If you have any questions pertaining to Subchapter V bankruptcy filings or any other insolvency matters, please contact Attorney Joseph M. DiOrio, Chair of PLDO’s Banking & Creditor’s Rights Practice Group, or Attorney Amanda M. Perry at 401-824-5100, firstname.lastname@example.org or email@example.com.
1 In re Offer Space LLC, 629 B.R. 299, 306 (Bankr. D. Utah 2021) (term “activities” is not equated with “operations” under Subchapter V); see also In re Vertical Mac Constr., LLC, 2021 WL 3668037 at *3 (Bankr. M.D. Fla. July 23, 2021) (the term “activities” is very broad and encompasses “any act of a business or commercial nature” and is broader than the narrower term “operations”).

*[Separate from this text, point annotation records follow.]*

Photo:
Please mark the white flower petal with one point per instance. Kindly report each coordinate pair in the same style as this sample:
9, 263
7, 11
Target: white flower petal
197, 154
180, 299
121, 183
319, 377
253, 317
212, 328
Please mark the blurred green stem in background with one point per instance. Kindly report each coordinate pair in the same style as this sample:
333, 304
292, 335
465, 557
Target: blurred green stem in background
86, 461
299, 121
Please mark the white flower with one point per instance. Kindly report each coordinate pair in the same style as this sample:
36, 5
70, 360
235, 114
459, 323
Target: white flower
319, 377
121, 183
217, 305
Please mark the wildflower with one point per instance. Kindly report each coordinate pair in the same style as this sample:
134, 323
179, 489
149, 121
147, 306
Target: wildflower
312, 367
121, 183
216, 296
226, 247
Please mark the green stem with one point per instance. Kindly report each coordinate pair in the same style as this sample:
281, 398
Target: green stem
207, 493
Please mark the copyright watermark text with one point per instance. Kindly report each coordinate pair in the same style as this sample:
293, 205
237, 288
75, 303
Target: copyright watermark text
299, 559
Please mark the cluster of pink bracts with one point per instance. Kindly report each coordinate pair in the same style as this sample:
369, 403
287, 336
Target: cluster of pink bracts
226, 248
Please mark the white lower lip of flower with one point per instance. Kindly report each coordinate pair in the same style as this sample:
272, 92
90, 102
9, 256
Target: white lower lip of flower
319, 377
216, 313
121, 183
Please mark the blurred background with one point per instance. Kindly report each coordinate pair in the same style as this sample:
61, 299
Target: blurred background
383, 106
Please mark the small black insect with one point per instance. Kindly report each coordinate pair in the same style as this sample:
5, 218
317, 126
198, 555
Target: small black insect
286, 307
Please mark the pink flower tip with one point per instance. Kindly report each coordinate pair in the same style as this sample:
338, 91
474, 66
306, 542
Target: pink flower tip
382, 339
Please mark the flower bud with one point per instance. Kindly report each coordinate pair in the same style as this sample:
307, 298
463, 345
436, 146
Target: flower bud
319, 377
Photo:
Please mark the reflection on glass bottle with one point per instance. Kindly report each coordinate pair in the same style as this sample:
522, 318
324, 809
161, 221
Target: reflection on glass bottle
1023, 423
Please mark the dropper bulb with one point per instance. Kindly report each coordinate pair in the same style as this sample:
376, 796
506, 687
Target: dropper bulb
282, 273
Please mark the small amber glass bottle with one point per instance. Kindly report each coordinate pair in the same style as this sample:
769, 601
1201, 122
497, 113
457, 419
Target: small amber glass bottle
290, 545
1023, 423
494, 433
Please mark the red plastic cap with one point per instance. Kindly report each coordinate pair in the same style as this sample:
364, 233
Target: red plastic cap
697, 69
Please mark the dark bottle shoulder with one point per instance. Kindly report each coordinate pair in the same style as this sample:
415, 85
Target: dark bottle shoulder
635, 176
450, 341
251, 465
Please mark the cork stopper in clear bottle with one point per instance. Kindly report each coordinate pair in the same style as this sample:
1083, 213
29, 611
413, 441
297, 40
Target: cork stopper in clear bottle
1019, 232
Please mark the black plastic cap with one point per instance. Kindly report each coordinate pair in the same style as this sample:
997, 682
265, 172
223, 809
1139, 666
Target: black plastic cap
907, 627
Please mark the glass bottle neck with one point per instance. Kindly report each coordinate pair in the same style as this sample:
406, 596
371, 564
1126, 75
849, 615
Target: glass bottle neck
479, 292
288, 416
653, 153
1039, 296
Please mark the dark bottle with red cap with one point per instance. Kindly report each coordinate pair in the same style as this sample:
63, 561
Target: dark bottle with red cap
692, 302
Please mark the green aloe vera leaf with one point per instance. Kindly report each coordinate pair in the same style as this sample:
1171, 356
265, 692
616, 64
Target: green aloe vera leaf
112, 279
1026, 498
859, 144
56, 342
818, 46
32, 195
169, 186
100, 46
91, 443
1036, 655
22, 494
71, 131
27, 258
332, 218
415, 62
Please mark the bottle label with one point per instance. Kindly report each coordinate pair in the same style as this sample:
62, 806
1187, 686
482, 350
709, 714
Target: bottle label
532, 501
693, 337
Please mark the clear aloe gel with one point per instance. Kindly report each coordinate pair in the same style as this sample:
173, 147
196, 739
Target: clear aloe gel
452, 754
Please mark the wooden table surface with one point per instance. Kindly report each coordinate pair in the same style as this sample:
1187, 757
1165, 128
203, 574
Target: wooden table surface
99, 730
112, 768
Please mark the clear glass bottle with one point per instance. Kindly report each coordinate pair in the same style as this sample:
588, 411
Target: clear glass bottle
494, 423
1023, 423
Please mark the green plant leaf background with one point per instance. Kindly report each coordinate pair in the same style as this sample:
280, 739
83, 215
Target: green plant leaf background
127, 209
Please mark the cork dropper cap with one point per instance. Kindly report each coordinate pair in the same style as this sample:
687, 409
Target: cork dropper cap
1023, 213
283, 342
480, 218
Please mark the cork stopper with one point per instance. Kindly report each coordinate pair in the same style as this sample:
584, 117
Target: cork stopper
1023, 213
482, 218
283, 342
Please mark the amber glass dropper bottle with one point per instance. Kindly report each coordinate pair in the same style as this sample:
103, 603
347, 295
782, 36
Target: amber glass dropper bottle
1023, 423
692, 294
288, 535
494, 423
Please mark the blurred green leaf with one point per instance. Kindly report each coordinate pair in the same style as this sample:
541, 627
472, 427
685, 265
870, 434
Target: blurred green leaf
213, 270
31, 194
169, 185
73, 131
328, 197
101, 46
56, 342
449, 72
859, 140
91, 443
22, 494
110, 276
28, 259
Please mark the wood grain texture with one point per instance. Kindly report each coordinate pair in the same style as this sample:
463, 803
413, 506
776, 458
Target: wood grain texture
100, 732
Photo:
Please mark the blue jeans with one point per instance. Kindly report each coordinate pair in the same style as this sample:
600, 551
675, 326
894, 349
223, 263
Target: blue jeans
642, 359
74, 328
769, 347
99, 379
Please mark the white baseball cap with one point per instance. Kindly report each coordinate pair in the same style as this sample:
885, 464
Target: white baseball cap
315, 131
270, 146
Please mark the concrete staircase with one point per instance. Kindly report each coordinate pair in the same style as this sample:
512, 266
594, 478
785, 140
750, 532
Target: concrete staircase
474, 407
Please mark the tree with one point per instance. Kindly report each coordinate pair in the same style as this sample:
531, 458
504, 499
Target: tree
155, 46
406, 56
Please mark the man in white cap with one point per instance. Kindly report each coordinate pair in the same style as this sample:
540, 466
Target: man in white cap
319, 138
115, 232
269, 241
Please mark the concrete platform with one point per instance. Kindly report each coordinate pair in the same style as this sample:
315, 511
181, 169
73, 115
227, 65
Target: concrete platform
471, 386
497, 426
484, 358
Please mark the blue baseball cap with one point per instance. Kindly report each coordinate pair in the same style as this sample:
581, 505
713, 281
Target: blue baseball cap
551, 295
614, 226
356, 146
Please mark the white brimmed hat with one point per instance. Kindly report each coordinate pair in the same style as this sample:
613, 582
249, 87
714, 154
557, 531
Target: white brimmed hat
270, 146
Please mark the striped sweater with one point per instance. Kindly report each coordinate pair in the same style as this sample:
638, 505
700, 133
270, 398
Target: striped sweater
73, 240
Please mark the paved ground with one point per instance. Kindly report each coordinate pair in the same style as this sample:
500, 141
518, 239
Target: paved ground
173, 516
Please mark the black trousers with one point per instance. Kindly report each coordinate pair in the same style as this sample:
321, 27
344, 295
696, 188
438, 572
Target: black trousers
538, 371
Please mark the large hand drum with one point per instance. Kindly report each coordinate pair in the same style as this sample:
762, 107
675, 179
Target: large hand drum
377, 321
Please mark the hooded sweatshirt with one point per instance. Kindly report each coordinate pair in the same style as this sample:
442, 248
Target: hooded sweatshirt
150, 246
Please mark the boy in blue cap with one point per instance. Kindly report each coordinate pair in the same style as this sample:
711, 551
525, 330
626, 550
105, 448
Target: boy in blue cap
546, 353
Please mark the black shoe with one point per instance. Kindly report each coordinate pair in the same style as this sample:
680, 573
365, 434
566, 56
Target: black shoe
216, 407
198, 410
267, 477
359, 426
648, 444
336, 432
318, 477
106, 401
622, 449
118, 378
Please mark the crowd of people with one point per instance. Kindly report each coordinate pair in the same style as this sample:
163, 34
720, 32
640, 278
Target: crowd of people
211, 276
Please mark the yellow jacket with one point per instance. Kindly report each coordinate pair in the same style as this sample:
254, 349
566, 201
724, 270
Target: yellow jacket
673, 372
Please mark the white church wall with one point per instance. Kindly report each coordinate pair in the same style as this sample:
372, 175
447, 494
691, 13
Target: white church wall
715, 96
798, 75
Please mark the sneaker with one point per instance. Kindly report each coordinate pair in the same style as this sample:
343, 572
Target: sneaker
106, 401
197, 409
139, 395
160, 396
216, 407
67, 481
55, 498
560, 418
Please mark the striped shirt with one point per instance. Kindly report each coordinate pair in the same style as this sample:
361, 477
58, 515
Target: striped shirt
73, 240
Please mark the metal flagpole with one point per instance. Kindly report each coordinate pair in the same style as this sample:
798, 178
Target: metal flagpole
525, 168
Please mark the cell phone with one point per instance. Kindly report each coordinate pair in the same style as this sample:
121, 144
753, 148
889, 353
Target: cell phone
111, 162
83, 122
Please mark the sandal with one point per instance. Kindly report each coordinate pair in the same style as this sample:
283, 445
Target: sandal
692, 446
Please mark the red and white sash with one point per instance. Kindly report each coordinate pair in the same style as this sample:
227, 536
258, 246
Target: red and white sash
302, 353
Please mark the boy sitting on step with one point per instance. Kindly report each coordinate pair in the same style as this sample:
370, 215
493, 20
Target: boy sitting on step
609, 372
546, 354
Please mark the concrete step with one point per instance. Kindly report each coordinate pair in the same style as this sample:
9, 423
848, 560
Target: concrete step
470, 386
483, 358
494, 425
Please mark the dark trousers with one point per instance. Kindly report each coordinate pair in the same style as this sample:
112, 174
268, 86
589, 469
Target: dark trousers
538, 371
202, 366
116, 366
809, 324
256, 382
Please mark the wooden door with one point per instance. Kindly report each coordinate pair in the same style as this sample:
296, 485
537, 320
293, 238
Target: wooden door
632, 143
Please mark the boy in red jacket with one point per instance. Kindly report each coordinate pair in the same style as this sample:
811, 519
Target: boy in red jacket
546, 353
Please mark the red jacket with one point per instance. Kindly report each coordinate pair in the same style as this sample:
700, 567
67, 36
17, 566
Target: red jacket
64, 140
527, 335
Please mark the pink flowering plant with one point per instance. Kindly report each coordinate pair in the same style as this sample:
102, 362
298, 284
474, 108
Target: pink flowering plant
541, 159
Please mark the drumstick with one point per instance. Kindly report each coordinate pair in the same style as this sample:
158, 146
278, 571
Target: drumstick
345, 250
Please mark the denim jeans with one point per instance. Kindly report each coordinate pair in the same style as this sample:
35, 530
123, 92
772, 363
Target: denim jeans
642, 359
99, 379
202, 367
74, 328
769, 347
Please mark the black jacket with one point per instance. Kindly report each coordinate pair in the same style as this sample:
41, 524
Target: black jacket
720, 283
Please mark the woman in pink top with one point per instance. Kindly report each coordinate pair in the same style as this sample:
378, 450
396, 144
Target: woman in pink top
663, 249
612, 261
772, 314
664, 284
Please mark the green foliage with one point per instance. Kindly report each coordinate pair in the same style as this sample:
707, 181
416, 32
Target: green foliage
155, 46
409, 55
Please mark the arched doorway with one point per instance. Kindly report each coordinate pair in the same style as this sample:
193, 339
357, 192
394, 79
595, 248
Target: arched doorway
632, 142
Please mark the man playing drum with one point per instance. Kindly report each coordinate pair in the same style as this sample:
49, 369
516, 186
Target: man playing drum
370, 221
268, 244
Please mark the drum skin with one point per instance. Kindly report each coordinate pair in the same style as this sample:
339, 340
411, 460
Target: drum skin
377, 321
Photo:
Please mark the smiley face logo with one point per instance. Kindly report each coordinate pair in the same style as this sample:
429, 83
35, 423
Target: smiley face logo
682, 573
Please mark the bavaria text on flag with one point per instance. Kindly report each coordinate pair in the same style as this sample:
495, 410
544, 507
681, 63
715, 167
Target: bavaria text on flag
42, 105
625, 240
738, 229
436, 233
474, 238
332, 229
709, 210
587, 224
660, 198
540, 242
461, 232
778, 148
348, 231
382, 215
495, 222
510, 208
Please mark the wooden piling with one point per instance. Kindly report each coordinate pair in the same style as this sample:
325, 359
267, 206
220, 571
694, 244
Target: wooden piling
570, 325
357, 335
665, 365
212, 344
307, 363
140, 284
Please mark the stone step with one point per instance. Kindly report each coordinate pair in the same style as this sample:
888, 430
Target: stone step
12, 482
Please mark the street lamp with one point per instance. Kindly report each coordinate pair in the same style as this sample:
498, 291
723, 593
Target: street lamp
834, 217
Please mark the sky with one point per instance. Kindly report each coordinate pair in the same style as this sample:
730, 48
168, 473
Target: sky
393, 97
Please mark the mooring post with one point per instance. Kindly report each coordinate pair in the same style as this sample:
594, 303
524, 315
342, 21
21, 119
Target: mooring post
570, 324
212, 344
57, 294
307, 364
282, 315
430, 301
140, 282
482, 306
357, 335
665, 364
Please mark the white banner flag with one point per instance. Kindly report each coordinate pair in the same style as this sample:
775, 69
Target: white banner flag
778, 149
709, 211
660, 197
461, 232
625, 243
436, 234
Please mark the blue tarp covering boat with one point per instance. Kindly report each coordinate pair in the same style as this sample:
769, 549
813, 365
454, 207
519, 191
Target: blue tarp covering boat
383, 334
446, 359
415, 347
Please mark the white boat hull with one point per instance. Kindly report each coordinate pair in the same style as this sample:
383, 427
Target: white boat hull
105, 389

2 Offer Space, 629 B.R. at 306.
3 The debtor’s plan must be filed within ninety (90) days of petition date. 11 U.S.C. § 1189(b)
4 “Absolute priority rule” provides that a reorganization plan may not give “property” to the holders of any junior claims or interests “on account of” those claims or interests unless all classes of senior claims either receive the full value of their claims or give their consent. Special Commentary: Construction and Application of Absolute Priority Rule in Confirmation of Plan Under Chapter 11 of Bankruptcy Code of 1978 (11 U.S.C.A. § 1129(b)(2)), 175 A.L.R. Fed. 485, 2. In a Subchapter V proceeding, equity holders may retain their interests without providing “new value” that is typically required to meet the new value exception to the absolute priority rule. (New value exception to the Absolute Priority Rule is defined in Bank of Am. Nat’l Trust & Sav. Ass’n v. 203 N. Lasalle St. P’ship, 526 U.S. 434.)